The real estate market in Texas is not immune to the drops in home values. True, we haven’t been affected in Texas like California, Florida or Las Vegas — but all over Texas, people know that their home isn’t worth as much now as it was 2 or 3 years ago.
However, there is a bright side to the down market — home values are affordable and first time home buyers who previously couldn’t buy a home because they couldn’t afford it, now can buy a home.
In Dallas, for example – home values are back at 1990′s levels.
According to the Dallas News:
Dallas-Fort Worth is among many markets where home prices are back to 1990s levels in real terms.
Looking at local sales numbers, median prices in North Texas peaked in June 2007 at $158,000. But by January of this year, the median price was only $129,000, a decline of 18 percent based on houses sold by real estate agents through the Multiple Listing Service.
Without adjusting for inflation, median home sales prices in the first quarter here were at their lowest levels since early 2002, according to reports from the National Association of Realtors.
“Almost all of the value increases of the last four or five years have basically been lost,” Jim Gaines, an economist for the Real Estate Center at Texas A&M University.
Since the D-FW area didn’t participate early in the nationwide home prices boom, recent declines have wiped out a big chunk of the value gains the area saw in the early and mid-2000s.
“This year is still probably going to be double-digit declines in the national home price,” Gaines said. “Housing will become very, very affordable for those who can qualify for a mortgage.”

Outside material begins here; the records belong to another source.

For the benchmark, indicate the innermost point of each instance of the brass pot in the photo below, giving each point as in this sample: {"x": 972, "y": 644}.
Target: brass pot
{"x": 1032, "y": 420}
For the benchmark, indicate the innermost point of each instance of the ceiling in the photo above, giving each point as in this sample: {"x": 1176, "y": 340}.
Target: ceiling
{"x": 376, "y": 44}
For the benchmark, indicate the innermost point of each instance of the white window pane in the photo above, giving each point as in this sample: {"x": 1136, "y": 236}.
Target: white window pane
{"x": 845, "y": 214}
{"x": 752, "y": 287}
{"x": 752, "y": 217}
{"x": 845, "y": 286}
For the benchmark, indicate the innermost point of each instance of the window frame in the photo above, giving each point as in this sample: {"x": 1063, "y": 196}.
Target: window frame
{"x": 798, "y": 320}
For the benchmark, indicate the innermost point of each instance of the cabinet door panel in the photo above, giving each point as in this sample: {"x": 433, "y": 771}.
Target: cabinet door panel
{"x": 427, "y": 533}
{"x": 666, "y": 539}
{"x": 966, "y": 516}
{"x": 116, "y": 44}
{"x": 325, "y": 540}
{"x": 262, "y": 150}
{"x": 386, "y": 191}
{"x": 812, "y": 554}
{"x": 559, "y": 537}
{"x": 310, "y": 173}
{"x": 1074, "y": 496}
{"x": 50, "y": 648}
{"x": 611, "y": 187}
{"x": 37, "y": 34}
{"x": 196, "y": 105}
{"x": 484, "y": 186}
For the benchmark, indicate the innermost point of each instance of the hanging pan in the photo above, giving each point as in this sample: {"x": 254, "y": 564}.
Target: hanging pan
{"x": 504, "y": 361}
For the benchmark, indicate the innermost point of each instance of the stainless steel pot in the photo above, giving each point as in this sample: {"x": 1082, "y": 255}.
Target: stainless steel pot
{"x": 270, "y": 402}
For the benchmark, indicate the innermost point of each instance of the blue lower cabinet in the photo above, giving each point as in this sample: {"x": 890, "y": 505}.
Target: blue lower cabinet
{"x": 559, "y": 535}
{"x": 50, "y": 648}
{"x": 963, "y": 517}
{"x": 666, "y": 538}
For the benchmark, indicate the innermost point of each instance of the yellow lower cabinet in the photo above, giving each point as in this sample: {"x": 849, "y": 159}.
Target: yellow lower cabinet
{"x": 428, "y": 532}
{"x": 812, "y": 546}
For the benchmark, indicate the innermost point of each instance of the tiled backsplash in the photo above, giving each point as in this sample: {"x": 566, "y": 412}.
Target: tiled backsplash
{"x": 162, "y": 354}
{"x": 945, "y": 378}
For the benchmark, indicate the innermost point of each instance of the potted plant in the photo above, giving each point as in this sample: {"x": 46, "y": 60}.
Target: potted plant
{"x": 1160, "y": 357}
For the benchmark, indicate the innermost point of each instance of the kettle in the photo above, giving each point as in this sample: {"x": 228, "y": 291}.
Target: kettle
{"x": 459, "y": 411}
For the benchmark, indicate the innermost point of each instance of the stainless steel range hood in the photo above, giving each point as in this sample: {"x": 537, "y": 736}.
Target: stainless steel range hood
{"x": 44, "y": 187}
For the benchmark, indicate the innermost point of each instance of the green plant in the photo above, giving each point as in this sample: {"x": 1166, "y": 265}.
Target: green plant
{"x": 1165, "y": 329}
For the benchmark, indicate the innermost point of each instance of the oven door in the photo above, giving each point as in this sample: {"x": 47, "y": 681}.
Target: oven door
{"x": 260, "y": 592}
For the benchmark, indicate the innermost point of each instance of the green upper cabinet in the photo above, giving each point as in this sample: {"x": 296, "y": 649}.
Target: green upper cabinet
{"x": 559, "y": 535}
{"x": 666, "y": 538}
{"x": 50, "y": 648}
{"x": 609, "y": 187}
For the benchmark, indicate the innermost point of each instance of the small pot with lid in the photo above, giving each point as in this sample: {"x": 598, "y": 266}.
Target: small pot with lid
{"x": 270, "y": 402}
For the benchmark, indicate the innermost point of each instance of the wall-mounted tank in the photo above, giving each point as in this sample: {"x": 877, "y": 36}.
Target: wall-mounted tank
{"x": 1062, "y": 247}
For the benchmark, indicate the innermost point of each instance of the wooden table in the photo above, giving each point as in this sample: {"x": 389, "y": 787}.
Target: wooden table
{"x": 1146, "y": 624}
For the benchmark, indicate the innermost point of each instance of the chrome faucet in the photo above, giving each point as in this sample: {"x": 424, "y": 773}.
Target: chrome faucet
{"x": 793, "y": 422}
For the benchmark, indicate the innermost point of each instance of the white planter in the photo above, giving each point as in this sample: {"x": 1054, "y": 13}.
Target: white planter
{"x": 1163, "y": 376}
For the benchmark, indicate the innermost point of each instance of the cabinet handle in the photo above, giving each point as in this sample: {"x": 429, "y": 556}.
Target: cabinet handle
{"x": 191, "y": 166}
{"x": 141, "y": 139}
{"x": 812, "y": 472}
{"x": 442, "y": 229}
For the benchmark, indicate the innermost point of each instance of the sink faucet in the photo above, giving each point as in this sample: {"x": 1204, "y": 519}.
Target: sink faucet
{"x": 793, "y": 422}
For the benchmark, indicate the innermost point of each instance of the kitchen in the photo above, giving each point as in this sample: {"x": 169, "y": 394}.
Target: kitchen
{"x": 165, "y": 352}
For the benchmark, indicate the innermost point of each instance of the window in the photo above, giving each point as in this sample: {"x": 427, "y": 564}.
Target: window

Since 2005, nationwide median home prices have dropped almost 30 percent when adjusted for inflation.
The nationwide drop in prices has had a chilling effect in many markets.
“Homeowners who are not under pressure to sell are usually unwilling to cut their prices drastically,” the Harvard report says. “Many would-be sellers therefore prefer to stay put unless compelled to move.
“Still, the longer that foreclosures remain a problem, the greater the pressure on sellers to drop their prices.”
Researchers also found that lower-income neighborhoods have been hardest hit by price declines around the country. Many of these homeowners relied on risky subprime loans, which have resulted in higher-than-average home foreclosures.